Publication year - 2021
Publication title -
transboundary and emerging diseases
Language(s) - English
Resource type - Journals
SCImago Journal Rank - 1.392
H-Index - 63
eISSN - 1865-1682
pISSN - 1865-1674
DOI - 10.1111/tbed.13805
Subject(s) - titer , virus , hemagglutination assay , virology , biology , antibody , veterinary medicine , medicine , immunology
Abstract The influenza D virus (IDV) was discovered less than ten years ago. Increased interest in this virus is due to its nature (RNA virus with high mutation rate), its worldwide circulation in livestock species, its probable role in bovine respiratory disease and its zoonotic potential. Until currently, the establishment of positivity cut‐off of the hemagglutination inhibition (HI) assay was not formalized in field conditions for the detection of antibodies directed against IDV in cattle (i.e. the proposed reservoir). In this study, the positivity cut‐off of the HI assays was formally established (titre = 10) using a receiver operating characteristic (ROC) curve. This information was used to estimate the sensitivity (68.04 to 73.20%) and the specificity (94.17 to 96.12%) of two different HI assays (HI 1 and HI 2 , with two different IDV antigens) relatively to virus micro‐neutralization test (VNT) as reference test. Based on the above characteristics, the true prevalence of IDV was then estimated in Morocco using a stochastic approach.

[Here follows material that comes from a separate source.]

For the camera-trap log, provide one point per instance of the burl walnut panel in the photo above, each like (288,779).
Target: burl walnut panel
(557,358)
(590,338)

Irrespective of the HI assays used, the estimation of the true prevalence was statistically equivalent (between 48.44% and 48.73%). In addition, the Spearman rank correlation between HI titres and VNT titres was statistically good (0.76 and 0.81 for HA 1 and HA 2 , respectively). The positive (0.82 and 0.79 for HA 1 and HA 2 , respectively) and the negative (0.86 and 0.85 for HA 1 and HA 2 , respectively) agreement indices between results of HI assays and VNT were good and similar. This study allowed for a formal establishment of a positivity cut‐off in HI assays for the detection of antibodies directed against IDV. This information is of prime importance to estimate the diagnostic sensitivity and specificity of the test relatively to the VNT (i.e. the reference test). Using these characteristics, the true prevalence of IDV should be determined in a country.